Rumah Sebagai Etalase Pendidikan Generasi Bangsa

  • Bagikan
Danlanal Ternate, Kol (P) Rizaldi

(oleh Rizaldi, Maluku Utara)

Beberapa waktu yang lalu, tepatnya pada tanggal 2 Mei diperingati sebagai Hari Pendidikan Nasional (Hardiknas). Sekarang kita berada di tahun 2018, konon katanya abad millenium yang dikuasai oleh teknologi digital, dimana komputer, robot dan perangkat elektronik lainnya berlebelkan ‘intel inside’. Maka melalui momentum peringatan Hardiknas, mari kita bebaskan diri dari belenggu tirani kebodohan dalam menghadapi jaman kekinian.

Lihatlah!

Para orangtua kita rela banting tulang dan menderita serta hidup seadanya demi masa depan terbaik anak-anaknya. Para orangtua sesungguhnya adalah ‘Maha Guru Terhebat’, karena mereka telah mengajarkan berbagai mata pelajaran kehidupan.

‘Pendidikan Terbaik diawali dari Rumah’

Tanggung jawab orangtua terhadap keluarga menjadi contoh nyata pendidikan di rumah yang terbaik selama 24 jam. Tanpa mata pelajaran, tanpa ruang kelas khusus, tanpa alat peraga dan tanpa buku paket pelajaran dan lain-lain. Metode belajar mengajarpun sangat sederhana, hanya berdasarkan pengalaman hidup semata tanpa landasan teori bahkan ujian praktek dilaksanakan hari itu juga. Namun hasil penilaiannya akan diperoleh kemudian hari, saat kita menjalani hidup sendiri tanpa hadirnya bantuan mereka para orangtua kita. Teori sekolahan mengatakan bahwa ‘Pengalaman adalah guru terbaik’. Tapi menurut pendapatku: ‘Pengalaman Bukanlah Guru Terbaik’.

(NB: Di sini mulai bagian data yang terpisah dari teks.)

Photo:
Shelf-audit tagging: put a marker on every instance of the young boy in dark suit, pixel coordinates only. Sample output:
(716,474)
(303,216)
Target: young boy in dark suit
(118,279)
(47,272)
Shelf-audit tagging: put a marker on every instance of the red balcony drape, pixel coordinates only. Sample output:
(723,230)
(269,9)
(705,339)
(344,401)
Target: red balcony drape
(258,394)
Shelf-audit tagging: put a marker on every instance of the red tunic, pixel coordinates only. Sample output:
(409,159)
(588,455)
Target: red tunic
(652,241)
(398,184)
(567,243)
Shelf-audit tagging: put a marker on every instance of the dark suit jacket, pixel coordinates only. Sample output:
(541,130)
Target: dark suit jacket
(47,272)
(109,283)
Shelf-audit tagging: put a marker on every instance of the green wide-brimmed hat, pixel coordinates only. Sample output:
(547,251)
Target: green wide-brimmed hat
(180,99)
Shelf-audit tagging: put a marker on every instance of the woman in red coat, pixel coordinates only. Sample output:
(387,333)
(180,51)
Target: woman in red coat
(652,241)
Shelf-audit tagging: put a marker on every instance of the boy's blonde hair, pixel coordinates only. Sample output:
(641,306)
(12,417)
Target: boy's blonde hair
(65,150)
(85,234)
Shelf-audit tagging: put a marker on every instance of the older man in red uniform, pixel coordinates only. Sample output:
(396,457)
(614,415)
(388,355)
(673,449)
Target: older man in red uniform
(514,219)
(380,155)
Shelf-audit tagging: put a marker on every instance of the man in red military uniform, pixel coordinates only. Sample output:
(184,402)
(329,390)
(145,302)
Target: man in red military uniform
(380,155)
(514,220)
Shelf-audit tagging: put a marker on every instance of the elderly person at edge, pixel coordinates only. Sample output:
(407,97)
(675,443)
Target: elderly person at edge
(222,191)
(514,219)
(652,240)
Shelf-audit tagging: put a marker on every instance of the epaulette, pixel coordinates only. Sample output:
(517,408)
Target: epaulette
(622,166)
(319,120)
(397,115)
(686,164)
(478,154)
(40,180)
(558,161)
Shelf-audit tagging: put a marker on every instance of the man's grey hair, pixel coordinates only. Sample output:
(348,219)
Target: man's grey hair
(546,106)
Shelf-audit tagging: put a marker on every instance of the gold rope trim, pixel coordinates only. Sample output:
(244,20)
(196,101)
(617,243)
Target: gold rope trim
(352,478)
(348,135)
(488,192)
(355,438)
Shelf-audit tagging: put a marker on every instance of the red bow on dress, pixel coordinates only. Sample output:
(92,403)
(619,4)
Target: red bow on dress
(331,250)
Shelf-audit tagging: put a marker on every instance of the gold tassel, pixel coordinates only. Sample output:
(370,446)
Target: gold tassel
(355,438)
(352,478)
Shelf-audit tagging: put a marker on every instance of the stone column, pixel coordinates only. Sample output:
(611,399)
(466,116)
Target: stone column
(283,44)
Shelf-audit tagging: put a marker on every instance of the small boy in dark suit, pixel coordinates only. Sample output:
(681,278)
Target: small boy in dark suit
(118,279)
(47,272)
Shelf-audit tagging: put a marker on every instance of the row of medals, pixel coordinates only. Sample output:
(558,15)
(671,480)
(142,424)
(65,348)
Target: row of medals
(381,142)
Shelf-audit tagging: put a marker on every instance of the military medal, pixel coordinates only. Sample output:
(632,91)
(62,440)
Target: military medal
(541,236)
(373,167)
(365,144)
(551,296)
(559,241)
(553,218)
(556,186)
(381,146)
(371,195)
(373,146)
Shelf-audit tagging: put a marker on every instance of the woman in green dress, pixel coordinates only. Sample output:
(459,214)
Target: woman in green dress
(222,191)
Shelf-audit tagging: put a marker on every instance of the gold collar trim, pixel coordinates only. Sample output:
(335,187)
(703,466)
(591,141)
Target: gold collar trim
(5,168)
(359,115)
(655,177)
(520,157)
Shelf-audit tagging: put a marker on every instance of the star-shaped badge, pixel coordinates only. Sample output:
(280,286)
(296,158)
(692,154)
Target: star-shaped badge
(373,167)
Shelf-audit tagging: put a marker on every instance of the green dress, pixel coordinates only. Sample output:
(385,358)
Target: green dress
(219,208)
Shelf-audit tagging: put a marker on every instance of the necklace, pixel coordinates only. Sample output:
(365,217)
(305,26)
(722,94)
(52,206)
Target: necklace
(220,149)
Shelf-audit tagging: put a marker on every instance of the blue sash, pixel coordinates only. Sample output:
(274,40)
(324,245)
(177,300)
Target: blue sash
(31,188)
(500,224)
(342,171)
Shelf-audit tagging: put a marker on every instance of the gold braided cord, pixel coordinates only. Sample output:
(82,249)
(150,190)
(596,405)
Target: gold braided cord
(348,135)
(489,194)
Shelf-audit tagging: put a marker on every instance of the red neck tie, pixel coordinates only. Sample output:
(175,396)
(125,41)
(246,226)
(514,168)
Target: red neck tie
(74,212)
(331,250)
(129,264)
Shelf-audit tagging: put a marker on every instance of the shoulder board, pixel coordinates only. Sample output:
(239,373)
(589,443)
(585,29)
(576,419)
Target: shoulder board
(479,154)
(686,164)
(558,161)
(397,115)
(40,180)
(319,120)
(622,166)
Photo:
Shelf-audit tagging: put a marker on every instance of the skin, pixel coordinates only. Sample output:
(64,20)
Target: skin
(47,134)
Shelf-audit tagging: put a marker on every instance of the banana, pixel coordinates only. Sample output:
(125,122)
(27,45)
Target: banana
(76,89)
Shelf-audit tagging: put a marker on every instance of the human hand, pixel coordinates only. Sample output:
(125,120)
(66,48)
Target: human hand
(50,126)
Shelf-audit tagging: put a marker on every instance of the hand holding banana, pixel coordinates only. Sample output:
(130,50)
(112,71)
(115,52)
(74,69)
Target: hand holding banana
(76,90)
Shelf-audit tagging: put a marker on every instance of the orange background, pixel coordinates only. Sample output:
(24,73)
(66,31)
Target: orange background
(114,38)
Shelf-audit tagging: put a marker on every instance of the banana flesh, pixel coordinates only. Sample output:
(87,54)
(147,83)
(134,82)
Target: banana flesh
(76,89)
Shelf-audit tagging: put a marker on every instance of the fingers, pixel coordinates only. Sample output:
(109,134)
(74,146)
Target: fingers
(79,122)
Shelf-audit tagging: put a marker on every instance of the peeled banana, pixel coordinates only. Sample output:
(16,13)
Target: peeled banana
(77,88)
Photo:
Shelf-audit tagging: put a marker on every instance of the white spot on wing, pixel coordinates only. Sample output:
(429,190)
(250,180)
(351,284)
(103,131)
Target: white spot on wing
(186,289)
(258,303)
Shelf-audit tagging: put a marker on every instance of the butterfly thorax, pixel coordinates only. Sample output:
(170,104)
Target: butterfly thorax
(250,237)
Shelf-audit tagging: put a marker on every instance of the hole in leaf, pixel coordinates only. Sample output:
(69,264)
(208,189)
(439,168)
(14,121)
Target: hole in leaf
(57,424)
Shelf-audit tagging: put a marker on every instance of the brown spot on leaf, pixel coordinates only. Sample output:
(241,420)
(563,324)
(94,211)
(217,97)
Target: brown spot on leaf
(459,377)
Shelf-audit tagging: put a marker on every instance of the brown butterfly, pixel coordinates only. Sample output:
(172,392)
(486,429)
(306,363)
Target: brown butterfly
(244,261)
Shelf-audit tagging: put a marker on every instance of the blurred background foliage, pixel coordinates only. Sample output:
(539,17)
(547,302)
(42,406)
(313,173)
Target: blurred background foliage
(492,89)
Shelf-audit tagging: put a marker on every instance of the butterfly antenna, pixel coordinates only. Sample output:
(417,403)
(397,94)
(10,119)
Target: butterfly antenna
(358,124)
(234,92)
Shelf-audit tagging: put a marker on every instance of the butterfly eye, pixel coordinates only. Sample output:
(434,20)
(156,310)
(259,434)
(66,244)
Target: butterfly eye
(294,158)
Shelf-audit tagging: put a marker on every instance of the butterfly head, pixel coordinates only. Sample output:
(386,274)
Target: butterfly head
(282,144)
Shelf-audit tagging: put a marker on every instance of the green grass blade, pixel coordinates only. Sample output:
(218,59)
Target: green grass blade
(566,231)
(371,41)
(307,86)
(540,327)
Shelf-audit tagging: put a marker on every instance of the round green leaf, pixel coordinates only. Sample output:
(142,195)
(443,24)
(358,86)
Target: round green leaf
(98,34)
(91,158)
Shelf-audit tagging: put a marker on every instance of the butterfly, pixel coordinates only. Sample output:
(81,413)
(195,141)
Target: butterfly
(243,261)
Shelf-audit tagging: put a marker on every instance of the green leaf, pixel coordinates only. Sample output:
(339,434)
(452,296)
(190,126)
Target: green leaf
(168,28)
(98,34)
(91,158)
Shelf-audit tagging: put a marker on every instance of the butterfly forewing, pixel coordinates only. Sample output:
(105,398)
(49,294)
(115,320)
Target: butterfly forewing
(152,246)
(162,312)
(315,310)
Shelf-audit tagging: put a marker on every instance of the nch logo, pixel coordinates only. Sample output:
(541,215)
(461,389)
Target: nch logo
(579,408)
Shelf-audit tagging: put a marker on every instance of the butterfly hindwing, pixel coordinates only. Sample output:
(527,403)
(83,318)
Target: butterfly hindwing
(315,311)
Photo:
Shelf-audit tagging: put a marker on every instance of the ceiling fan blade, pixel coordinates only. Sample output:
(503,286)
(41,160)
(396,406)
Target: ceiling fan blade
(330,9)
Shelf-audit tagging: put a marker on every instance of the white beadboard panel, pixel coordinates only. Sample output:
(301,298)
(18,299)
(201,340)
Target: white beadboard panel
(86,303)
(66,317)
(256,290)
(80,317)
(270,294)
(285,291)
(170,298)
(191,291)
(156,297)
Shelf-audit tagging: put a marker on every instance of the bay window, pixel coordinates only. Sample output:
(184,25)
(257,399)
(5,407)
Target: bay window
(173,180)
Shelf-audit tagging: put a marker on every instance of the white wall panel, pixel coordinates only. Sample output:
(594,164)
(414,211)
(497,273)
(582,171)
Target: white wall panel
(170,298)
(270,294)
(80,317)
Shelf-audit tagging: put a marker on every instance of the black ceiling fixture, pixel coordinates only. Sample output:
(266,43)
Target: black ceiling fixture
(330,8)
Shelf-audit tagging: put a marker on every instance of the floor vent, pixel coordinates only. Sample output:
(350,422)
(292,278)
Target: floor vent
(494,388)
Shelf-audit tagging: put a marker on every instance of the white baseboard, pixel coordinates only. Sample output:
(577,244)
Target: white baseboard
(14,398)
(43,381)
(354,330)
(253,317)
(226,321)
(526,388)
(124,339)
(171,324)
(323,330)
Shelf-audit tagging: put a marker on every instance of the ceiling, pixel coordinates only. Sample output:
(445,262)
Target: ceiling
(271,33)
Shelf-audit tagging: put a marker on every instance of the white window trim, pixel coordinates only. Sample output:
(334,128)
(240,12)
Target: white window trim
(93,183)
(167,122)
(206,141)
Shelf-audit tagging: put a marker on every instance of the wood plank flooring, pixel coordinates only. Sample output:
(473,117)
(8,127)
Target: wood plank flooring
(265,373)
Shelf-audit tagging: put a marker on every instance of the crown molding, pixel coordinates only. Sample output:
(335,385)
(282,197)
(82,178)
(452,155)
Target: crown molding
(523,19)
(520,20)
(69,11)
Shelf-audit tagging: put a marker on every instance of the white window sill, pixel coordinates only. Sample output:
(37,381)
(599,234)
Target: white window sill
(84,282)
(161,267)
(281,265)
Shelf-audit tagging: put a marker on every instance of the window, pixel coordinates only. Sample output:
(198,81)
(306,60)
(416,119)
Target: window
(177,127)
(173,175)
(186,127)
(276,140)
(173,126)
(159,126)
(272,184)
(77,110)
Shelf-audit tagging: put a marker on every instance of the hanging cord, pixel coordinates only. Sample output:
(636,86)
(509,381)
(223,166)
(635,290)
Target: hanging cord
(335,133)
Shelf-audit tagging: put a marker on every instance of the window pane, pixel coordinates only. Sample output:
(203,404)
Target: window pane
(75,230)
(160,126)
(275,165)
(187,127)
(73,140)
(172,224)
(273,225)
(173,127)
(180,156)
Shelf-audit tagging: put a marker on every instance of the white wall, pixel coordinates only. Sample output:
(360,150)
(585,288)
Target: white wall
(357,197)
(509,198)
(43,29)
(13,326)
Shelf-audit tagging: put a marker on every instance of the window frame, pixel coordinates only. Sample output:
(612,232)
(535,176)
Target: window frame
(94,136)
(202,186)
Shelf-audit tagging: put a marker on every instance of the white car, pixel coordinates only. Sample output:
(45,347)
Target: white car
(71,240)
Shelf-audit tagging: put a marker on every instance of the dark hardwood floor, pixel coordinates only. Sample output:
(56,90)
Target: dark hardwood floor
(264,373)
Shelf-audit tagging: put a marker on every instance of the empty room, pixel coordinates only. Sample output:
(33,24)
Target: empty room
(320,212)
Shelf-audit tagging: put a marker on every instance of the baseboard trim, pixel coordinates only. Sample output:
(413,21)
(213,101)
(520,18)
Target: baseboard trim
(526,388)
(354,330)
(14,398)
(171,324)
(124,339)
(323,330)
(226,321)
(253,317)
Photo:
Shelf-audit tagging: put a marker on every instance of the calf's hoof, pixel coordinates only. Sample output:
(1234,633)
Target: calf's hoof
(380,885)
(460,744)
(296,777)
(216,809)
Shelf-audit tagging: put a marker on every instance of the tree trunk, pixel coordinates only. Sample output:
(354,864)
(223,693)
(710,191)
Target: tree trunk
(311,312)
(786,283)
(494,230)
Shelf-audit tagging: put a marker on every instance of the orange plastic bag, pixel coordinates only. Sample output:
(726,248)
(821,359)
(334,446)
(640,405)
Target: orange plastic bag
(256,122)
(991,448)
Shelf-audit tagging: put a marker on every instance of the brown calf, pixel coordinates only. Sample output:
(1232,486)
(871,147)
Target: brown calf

Alasan sederhananya adalah sebagai berikut:

– Pengalaman memberi ujian diawal persoalan, baru setelah itu kunci jawaban berikut pelajaran dan teorinya.

– Pengalaman tidak mutlak harus diperoleh dari pendidikan sekolah.

– Pengalaman dapat selalu terjadi dalam kehidupan sehari-hari.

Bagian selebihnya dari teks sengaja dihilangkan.